Après avoir lu la peste une première fois voilà une cinquantaine d'années, j'en termine ces jours- ci la relecture, à l'autre bout de ma vie. Il ne me restait pas grand-chose du récit ou des personnages, seulement quelques images, Rieux conduisant sa femme à la gare, la phrase de Grand toujours en chantier, et surtout, des sensations diffuses, qui ont émergé peu à peu au cours de la relecture : une chaleur écrasante, des rats à l'agonie, un sentiment d'oppression et de peur, une ville laide comme la peste et pourtant sublimée par la couleur de son ciel et sa respiration vivante jusque dans la mort.
Il est amusant de chercher dans la progression de l'épidémie qui va couper Oran du reste du monde, des points de ressemblance avec ce que nous vivons en 2020. Ils existent : l'isolement des malades, l'impuissance des traitements, la fatigue des soignants, la quarantaine, l'absurde administratif, la peur. Toutefois, là n'est pas l'essentiel du livre. Écrit à la troisième personne, par un narrateur anonyme qui ne se découvre qu'à la fin, cette mise à distance très forte, pourrait faire penser à une chronique minutieuse de l'avancée du fléau, au fil des saisons, d'avril à décembre. Ce n'est pas là, le propos principal de Camus qui s'interroge d'abord sur l'homme, ce qui le fait penser, choisir, agir., deux ans après la fin de la guerre, ces questions ont une résonnance forte. Oran devient donc un microcosme, un théâtre qui va donner corps au drame et mettre à l'épreuve ceux qui le vivent.

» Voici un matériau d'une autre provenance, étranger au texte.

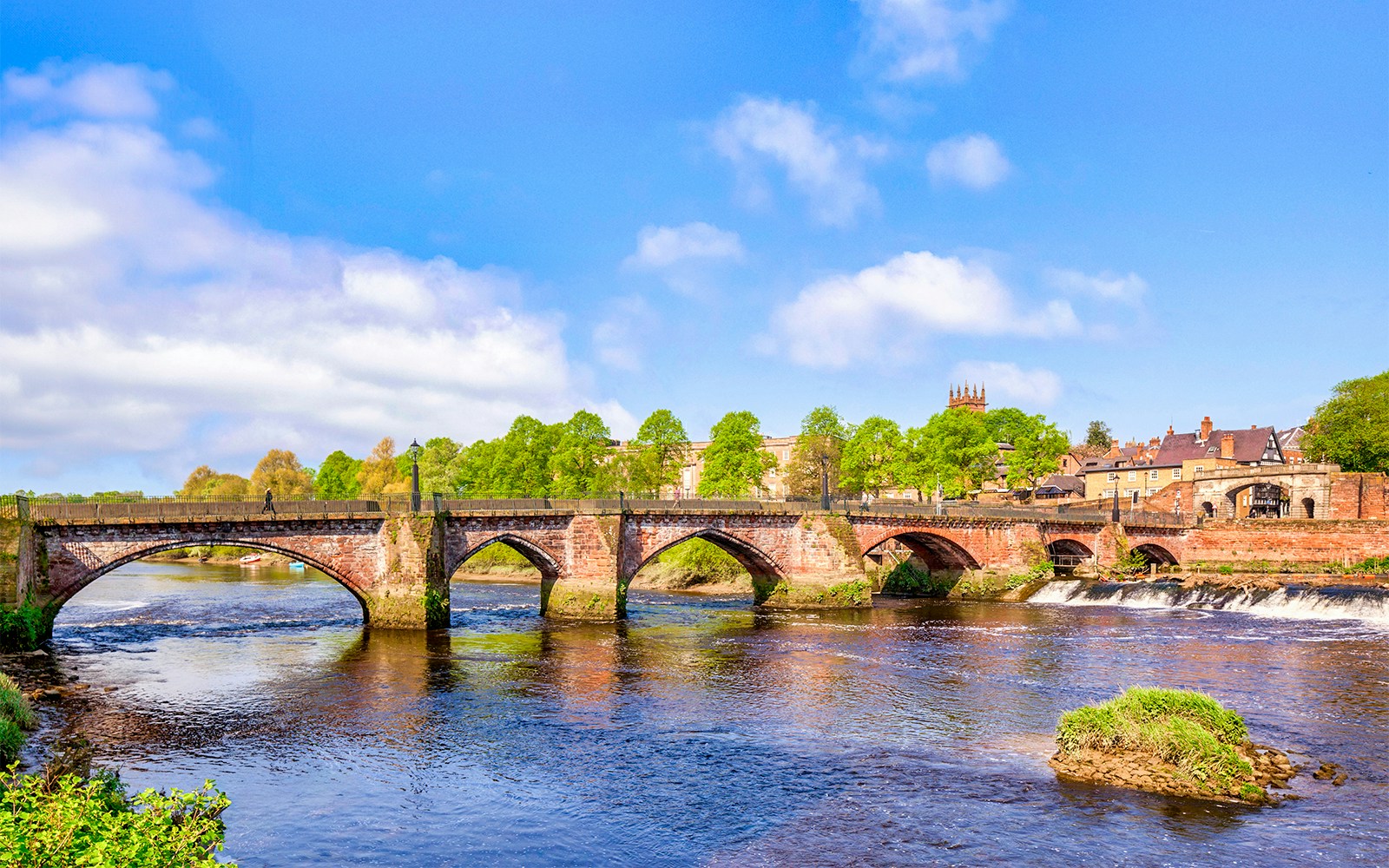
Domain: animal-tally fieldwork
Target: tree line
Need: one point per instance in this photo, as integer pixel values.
(955, 451)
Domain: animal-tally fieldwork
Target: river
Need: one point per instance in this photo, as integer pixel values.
(696, 733)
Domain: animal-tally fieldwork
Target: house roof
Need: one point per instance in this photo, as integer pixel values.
(1252, 446)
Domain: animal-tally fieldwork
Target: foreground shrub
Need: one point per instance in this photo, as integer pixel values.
(1185, 728)
(76, 821)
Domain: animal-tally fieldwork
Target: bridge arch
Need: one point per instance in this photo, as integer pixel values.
(309, 560)
(1156, 555)
(532, 552)
(1067, 555)
(934, 550)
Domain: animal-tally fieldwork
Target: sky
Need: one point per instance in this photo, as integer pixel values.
(238, 227)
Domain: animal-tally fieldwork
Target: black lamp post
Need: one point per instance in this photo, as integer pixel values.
(414, 476)
(824, 481)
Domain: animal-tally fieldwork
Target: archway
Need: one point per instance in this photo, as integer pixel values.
(934, 567)
(504, 560)
(214, 571)
(738, 567)
(1067, 555)
(1156, 555)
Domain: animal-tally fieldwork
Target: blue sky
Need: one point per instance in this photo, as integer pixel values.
(229, 227)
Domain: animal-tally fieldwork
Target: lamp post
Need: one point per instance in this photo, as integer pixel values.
(414, 476)
(824, 481)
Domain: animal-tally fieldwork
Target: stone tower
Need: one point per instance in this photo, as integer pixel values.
(969, 400)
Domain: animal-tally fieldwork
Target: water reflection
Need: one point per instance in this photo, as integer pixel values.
(696, 733)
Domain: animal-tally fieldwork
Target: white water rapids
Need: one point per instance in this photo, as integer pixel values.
(1368, 604)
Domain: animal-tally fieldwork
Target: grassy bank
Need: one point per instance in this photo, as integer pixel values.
(1208, 745)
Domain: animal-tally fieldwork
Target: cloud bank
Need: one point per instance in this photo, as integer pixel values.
(143, 321)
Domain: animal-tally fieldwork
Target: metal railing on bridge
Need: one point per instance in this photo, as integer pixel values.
(178, 507)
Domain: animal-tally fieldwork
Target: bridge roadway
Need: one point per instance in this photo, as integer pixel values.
(398, 562)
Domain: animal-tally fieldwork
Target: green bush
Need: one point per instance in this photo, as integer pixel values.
(76, 821)
(1185, 728)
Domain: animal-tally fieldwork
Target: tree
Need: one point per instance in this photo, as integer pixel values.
(282, 474)
(872, 456)
(1352, 428)
(951, 449)
(656, 455)
(337, 478)
(379, 471)
(437, 465)
(583, 449)
(823, 434)
(735, 462)
(1037, 448)
(1099, 435)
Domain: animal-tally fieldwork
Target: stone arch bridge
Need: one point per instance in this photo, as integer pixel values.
(399, 566)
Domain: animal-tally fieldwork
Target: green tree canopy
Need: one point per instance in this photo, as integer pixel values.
(337, 478)
(955, 449)
(872, 456)
(1352, 428)
(656, 455)
(1099, 435)
(282, 474)
(1037, 448)
(735, 460)
(580, 457)
(823, 434)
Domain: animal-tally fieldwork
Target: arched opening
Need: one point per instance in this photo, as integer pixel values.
(500, 574)
(1257, 500)
(1155, 555)
(708, 562)
(917, 564)
(1069, 555)
(196, 585)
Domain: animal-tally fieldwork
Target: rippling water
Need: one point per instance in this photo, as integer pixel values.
(696, 733)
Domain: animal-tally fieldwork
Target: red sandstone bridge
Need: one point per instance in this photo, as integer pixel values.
(398, 562)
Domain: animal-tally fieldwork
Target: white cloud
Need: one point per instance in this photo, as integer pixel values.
(1035, 388)
(821, 164)
(1106, 285)
(974, 161)
(877, 312)
(95, 90)
(622, 337)
(142, 321)
(917, 39)
(664, 247)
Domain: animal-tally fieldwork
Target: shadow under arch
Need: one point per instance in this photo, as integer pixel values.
(935, 552)
(1156, 555)
(1067, 555)
(764, 569)
(189, 543)
(538, 557)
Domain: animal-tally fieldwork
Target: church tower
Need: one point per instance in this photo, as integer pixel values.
(964, 399)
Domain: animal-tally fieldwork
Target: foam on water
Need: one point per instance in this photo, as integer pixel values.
(1367, 604)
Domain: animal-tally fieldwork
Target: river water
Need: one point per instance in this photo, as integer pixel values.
(698, 733)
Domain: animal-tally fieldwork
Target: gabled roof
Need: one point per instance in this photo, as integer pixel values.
(1252, 446)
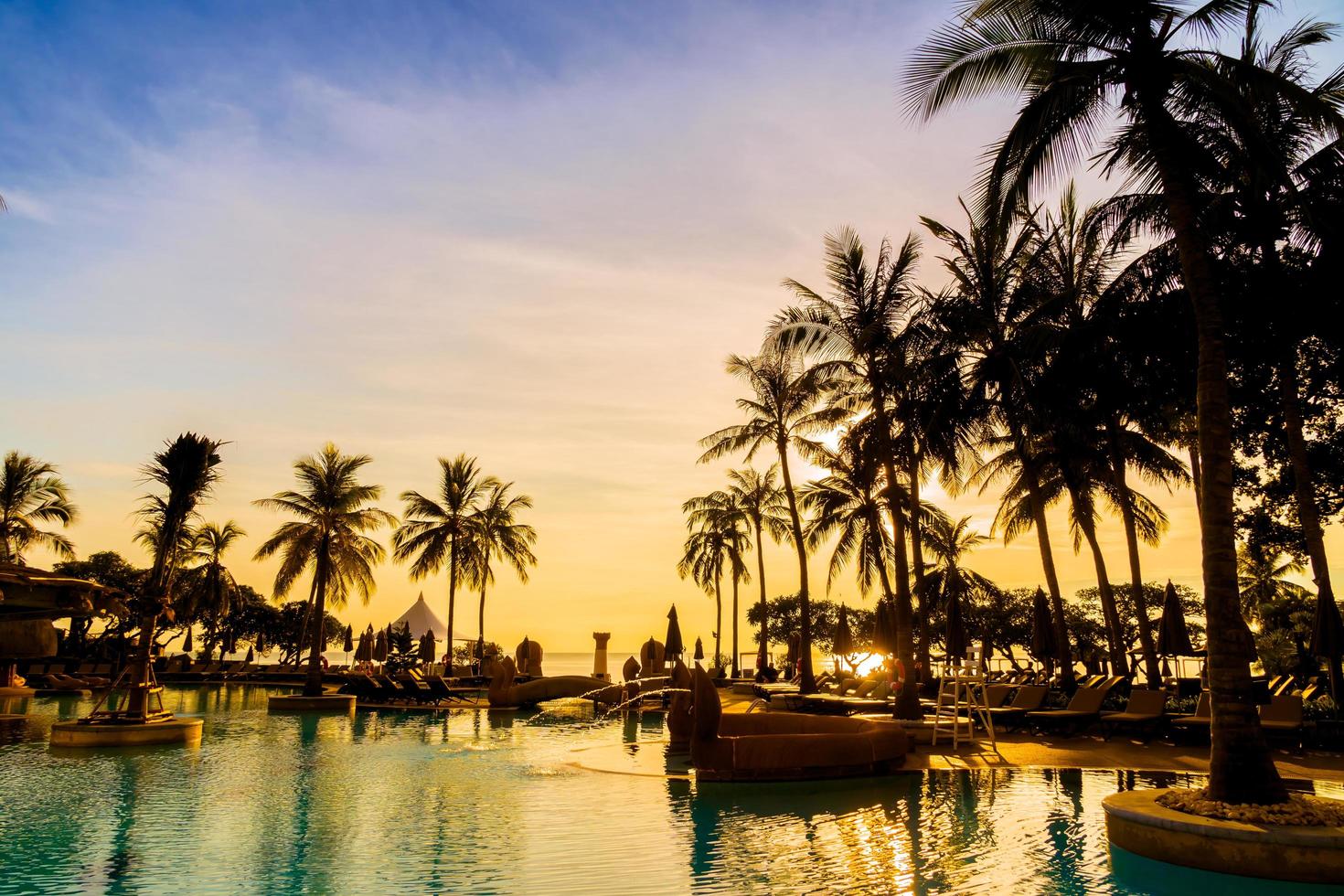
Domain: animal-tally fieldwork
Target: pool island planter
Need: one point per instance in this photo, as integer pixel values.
(1136, 822)
(80, 733)
(322, 703)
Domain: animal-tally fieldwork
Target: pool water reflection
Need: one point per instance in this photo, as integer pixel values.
(488, 802)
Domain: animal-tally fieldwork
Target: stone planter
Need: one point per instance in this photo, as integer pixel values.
(169, 731)
(1308, 855)
(322, 703)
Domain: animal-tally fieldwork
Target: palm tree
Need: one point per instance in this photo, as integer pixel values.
(1263, 578)
(1280, 186)
(437, 529)
(31, 493)
(329, 536)
(995, 318)
(186, 470)
(1072, 60)
(722, 512)
(949, 541)
(760, 498)
(858, 326)
(703, 555)
(784, 411)
(846, 506)
(496, 534)
(208, 590)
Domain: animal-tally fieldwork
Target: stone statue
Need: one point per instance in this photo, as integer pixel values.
(528, 658)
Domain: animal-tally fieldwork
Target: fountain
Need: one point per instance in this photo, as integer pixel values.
(506, 692)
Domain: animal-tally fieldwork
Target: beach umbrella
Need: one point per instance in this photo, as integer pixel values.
(1328, 638)
(955, 633)
(1043, 645)
(884, 627)
(1172, 635)
(672, 645)
(843, 641)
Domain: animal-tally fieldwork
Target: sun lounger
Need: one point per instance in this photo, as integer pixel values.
(1029, 699)
(1200, 720)
(997, 695)
(1283, 716)
(1083, 709)
(1144, 712)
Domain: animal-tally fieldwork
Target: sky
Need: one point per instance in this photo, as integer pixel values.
(528, 232)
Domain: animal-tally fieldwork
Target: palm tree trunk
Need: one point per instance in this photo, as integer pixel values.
(765, 607)
(718, 615)
(314, 684)
(480, 624)
(452, 598)
(1240, 767)
(1115, 635)
(735, 560)
(907, 701)
(1047, 555)
(1136, 574)
(1197, 475)
(917, 552)
(1304, 489)
(808, 683)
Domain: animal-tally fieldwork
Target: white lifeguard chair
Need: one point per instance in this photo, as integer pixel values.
(963, 703)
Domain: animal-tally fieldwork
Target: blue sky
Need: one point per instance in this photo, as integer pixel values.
(523, 231)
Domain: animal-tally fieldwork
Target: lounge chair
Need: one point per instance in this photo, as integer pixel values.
(1083, 709)
(1029, 699)
(443, 689)
(1143, 713)
(1284, 716)
(1200, 720)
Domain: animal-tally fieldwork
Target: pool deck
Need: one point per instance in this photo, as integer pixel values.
(1090, 752)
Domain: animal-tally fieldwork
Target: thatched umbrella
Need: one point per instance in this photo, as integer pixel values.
(1043, 644)
(672, 646)
(1172, 635)
(1328, 638)
(955, 633)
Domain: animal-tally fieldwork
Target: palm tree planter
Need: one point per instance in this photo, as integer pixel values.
(134, 713)
(329, 536)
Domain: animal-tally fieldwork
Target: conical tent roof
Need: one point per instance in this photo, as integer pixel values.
(421, 620)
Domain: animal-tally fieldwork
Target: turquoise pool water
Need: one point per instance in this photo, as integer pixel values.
(485, 802)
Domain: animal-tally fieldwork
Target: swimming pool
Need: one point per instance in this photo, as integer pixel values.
(489, 802)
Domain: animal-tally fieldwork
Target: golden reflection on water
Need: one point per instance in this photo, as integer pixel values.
(477, 801)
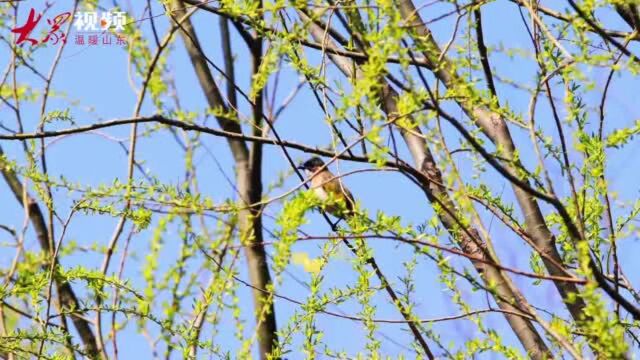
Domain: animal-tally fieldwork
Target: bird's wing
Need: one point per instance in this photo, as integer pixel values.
(334, 186)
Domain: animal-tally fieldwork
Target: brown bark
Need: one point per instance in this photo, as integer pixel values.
(249, 186)
(507, 296)
(497, 131)
(66, 296)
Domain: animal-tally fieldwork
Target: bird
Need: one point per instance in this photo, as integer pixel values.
(325, 185)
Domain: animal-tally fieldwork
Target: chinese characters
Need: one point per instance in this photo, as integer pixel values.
(98, 28)
(24, 31)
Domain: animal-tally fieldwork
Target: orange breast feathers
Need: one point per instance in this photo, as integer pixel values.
(325, 185)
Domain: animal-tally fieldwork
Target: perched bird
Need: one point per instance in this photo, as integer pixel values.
(326, 185)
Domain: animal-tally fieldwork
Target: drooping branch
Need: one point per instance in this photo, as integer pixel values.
(66, 296)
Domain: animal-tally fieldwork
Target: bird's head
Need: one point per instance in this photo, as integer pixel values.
(312, 165)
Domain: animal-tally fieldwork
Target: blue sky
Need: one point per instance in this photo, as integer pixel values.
(98, 79)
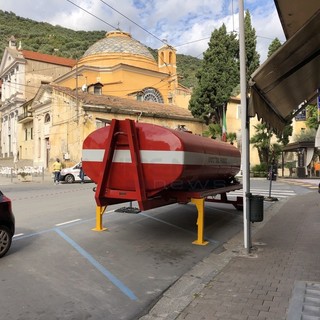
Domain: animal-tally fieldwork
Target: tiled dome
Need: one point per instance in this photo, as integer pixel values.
(118, 42)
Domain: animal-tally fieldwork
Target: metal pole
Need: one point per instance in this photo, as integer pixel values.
(245, 152)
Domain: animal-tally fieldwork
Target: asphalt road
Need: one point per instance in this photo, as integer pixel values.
(58, 268)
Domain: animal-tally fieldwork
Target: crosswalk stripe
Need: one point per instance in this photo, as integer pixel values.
(274, 193)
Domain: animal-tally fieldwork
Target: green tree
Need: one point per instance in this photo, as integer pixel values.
(217, 77)
(312, 117)
(274, 46)
(268, 152)
(215, 132)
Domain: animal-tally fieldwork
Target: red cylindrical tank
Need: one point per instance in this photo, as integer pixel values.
(169, 158)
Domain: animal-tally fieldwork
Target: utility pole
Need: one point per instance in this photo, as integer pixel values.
(245, 152)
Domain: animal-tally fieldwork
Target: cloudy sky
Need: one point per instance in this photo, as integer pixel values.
(184, 24)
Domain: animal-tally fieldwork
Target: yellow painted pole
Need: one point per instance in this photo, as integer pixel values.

Ce pari donne au récit un aspect erratique : l'amour, la séparation, la recherche du bonheur sont des concepts abstraits plus que des réalités portées par les personnages. Rambert veut partir parce qu'il souffre loin de la femme qu'il aime, il y pense, il en parle, la femme reste dans l'ombre, comme celle de Rieux. Les femmes sont quasi absentes du récit, en dehors de la mère de Rieux, figure effacée, elles paraissent étrangères aux grandes questions qui agitent les hommes. Et Rambert ne part pas, il choisit d'être ici et de faire face au fléau avec les autres, il choisit de tourner le dos au bonheur, comme Rieux, Comme Tarrou.
La question de l'engagement d'un homme, d'une femme, dans ses choix, reste une grande question de la condition humaine, c'est pourquoi le roman de Camus résonne encore aujourd'hui, malgré l'aspect un peu manichéen des situations.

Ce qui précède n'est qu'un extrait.